Amakiri had published a story in the Observer considered by Diete-Spiff, to be rude to him. The story was about teachers’ strike in Rivers State. The military governor immediately ordered the arrest of Amakiri. The governor ordered that the head of the journalist be shaved clean and detained.

The Newspaper Proprietors’ Association, then under the leadership of Alhaji Lateef Kayode Jakande, did not take the incident funny. The association immediately sent Onagoruwa to follow the case and advise appropriately what should be done.

Onagoruwa did follow the case. He called for a large scale condemnation of the governor’s action. He eventually ended up writing a book titled “PRESS FREEDOM IN CHAINS”. The book contained details of the events of the Amakiri affair. The incident shot Onagoruwa into limelight.

He was a fearless Nigerian who believed that nothing must ever be done to shut the gates of justice against any Nigerian (no matter his status) in any attempt to disturb the path of justice and freedom.

Many years after this incident, Onagoruwa emerged the Attorney-General of Nigeria after the coup led by the late General Sani Abacha and General Oladipo Diya against the government then headed by Chief Ernest Shonekan.

Throughout his tenure as Attorney-General, he never allowed the gate of justice to be shut against any Nigerian. Some instances deserve mention here.

There was the Turner Ogboru case. Turner Ogboru had been arrested, tried and imprisoned by the General Ibrahim Babangida regime after the abortive coup attempt of April 22, 1990, Turner’s brother, Great Ogboru, was accused by the IBB regime as having financed the 1990 coup. Turner was subsequently arrested by security forces and put on trial.

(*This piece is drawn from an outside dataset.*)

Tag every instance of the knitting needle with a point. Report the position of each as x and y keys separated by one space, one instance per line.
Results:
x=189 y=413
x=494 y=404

Immediately, a high court judge granted the application for freedom of Turner Ogboru, which was filed by his lawyer, Femi Falana, Dr. Olu Onagoruwa, the Attorney-General sent letters out to the late Alex Ibru, the then Minister for Internal Affairs, and Alhaji Ibrahim Coomasie, the Inspector General of Police directing the immediate release of Turner Ogboru as directed by the Court.

Alex Ibru complied immediately with the Attorney-General’s instructions by ordering the release of Turner Ogboru from prison custody.

A Provisional Ruling Council meeting headed by Abacha was held the next day after Ogboru’s freedom. Towards the end of the meeting, the Inspector-General of Police, ACoomasie drew the attention of the PRC meeting to the letter by Onagoruwa ordering the release of Turner Ogboru. Abacha was said to have been so enraged to learn of the subsequent release of Turner that he was said to have told Onagoruwa and the late Ibru that what they had done by releasing Ogboru was worse than treasonable felony. Turner Ogboru was immediately rearrested after the PRC meeting and returned to prison.

It is generally believed that the releases of Turner Ogboru was one of the sins Onagoruwa committed leading to the gruesome murder of his son Toyin in December1996.

The murder of his son by unknown policemen did have an effect on his health. Eventually, Onagoruwa suffered a devastating stroke some few months after the murder. He never fully recovered from the effect.

To make matters worse for him, his loyal wife of many years suddenly died. She was buried at the Onagoruwa’s family compound at Odogbolu in Ogun State.

The former Attorney General of the Federation was the principal partner of a law firm that bears his name. He was the author of the Nigerian Civil War; Fundamental Human Rights and International law 1969, The Amakiri Case, Press Freedom in crisis 1978 and Law and Contemporary Nigeria Reflections 2004 amongst others.

Onagoruwa, who attended the Academy of American and International Law Center USA on a Fulbright and Hays scholarship, served as a law lecturer in various Nigerian Institutions.

For over 45 years, Onagoruwa was involved in general practice of law. His core practice areas included constitutional law, legislative matters, banking and insolvency, oil and gas, telecommunication law and litigation.


Respected across Africa, he was part of the international team that drafted the constitution of the Republic of Ethiopia in 1994.